"We're keen to encourage more emigre Wenzhou business people to come back," said Cen.
"The financial plaza will eventually work as a platform to help SMEs and individuals to solve financial problems via multiple methods and with lower risks," said Cen adding that his team has been busy preparing the projects, contacting businessmen, and negotiating with banks over the past year.
The establishment of a 1 billion yuan trust fund was agreed between the Export-Import Bank of China and the Bank of China to solve the loan problems of small and micro-sized enterprises.
Cen also persuaded the Zhejiang branch of China Development Bank and the Wenzhou branch of Shanghai Pudong Development Bank to agree to provide up to 3 billion yuan in standby loans to qualified enterprises at the end of January, with the first batch of loans totaling 9.3 million yuan.

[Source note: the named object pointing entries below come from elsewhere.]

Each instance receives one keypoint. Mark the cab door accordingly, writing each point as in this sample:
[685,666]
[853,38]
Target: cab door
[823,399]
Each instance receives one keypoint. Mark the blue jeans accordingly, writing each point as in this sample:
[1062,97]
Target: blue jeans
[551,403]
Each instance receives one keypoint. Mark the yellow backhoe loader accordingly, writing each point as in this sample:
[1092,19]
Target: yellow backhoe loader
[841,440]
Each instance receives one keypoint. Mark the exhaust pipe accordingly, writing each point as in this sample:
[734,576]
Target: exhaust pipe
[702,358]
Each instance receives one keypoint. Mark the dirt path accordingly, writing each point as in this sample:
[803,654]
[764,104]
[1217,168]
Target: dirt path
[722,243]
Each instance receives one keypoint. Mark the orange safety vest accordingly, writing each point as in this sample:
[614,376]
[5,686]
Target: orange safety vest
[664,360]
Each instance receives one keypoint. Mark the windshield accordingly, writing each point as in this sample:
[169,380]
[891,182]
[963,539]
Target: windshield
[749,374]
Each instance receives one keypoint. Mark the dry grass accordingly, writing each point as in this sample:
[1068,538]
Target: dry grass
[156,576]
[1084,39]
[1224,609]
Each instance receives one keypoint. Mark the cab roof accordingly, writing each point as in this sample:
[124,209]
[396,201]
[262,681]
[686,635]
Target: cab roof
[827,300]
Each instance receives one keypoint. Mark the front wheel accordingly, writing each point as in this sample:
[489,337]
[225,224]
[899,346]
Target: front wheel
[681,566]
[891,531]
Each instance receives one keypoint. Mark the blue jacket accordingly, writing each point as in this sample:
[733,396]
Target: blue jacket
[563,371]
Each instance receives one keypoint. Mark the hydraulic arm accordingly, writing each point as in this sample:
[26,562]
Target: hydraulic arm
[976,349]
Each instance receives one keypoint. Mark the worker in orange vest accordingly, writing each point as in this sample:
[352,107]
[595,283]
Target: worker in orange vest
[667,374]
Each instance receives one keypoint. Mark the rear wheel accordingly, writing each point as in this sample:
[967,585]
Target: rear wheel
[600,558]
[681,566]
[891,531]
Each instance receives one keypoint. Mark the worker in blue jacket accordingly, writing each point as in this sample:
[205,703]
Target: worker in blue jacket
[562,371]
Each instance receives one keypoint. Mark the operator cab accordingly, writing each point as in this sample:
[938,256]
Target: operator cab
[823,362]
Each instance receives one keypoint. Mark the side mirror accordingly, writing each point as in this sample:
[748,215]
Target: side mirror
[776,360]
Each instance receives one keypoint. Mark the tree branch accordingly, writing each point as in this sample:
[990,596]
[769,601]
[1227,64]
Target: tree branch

A small and micro-sized enterprises self-service bank is also due to be opened by Huaxia Bank to supply private company owners with loans.
The latest figures from the financial plaza showed that 20 financial agencies had gathered more than 18.6 million yuan for small and micro-enterprises since January.
A website has been launched and a financial reform service hotline will be made available to the public soon.
"We want to let every single individual feel the existence of the financial reform," said Cen.
Setting up an online platform and minimizing the risks for money lending activities are bringing more direct benefits to individual lenders.
"We are applying an online auditing package and examining software to monitor borrowers who need cash, to minimize the risks for lenders," said Wang Xiuzhi, chairman of Wenzhou Small and Medium-sized Enterprises Financing Service Center, which owns E-baijia, an online platform to control and monitor risks before transactions.
The center was launched to ensure that companies get low-interest loans with controllable risks.
Wang added that the center also aims to perform as a credit platform for SMEs, which have experienced difficulties after thousands of businesspeople failed to repay their loans since September 2011.
Nevertheless, the reform also introduced 18 peer-to-peer financing agencies to build platforms for banks and small and micro-sized enterprises with available loans.
"We are able to match potential lenders with borrowers according to their requirements, and allow individual lenders to pledge their assets for bank loans more quickly," said Chen Yan, deputy general manager of Sudaibang, a peer-to-peer loan service provider in Wenzhou.
Sudaibang offers loans at an average annual interest rate of 13 percent.
Chen added that new types of objects of pledge such as second-hand vehicles and second mortgages will be the main area of expansion to enable SMEs to obtain higher amounts of money.
Wenzhou was selected for the pilot financial reform on 28 March, 2011, to regulate the collapsing private-financing system following a crisis arising from widespread loan defaults by factory owners and investors.